She retorted, “You do it, and you can hide out somewhere for a month, maybe two months, but not for too long, and you know it, just as you know you’ll go to the gas chamber for it. Wouldn’t it be smarter to turn me loose and let me talk? You could get to Mexico before the police got started, or board a plane for the Orient. If you tied me up, you’d get a head start of a few days before anybody came in here and found me.”

He took a long time drying his hands. “I don’t go for Mex girls, or Jap ones. I want my women American. Like you, sweetheart. You’re getting to look awful good to us. Sammy was saying we had to put you away before he did something he shouldn’t.”
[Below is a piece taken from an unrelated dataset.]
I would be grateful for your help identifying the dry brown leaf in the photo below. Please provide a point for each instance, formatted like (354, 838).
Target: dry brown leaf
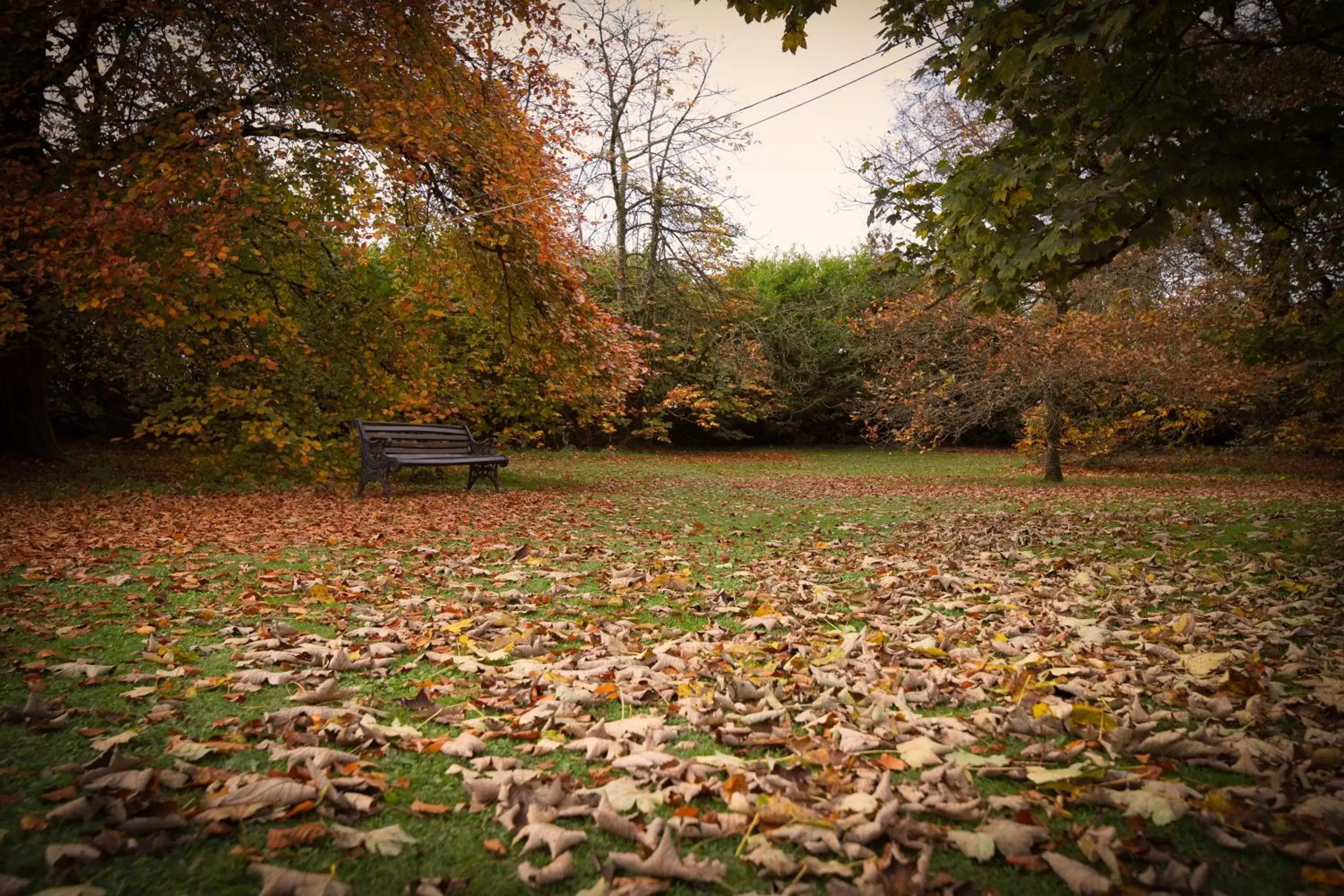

She stared at her plate. Her voice stayed only above a whisper. “I don’t understand how you could take a human life. Sammy perhaps, but not you.”

His eyes drifted away, staring into some distant corner of the past. She had stirred some random feeling that had long lain dormant. “Not you,” she repeated.

He put a match to a cigarette. “I think Sammy pegged you right. A con woman.” He took a quick, nervous puff.

Sammy appeared then in the doorway. “Is eleven o’clock to­night okay, Jenkins? We could make it for midnight, couldn’t we, Dan, if that’s a better time for Jenkins.”

20

Patti was modeling an abbreviated play suit in the store’s garden section when she spotted Greg making his way to­ward her. Hurriedly, she pirouetted before a bulging middle– aged woman who would have had no business in a play suit even in the privacy of her own home.

Greg stepped up. “Please, I’ve got to talk with you.”

She walked on, and he followed. “Even a criminal gets a defense.”

She stopped very still by a patio table and an umbrella, fearful he would create a scene. He talked as if she were a leprechaun who might vanish. “About last night. So much happened.”

“I don’t care to hear about last night,” she said.

“I didn’t take a shot at D.C. There was this guy sneaking around, and I fired over his head. I only wanted to scare him. I didn’t know your cat was anywhere about until I fired the shot and saw him flying through the air.”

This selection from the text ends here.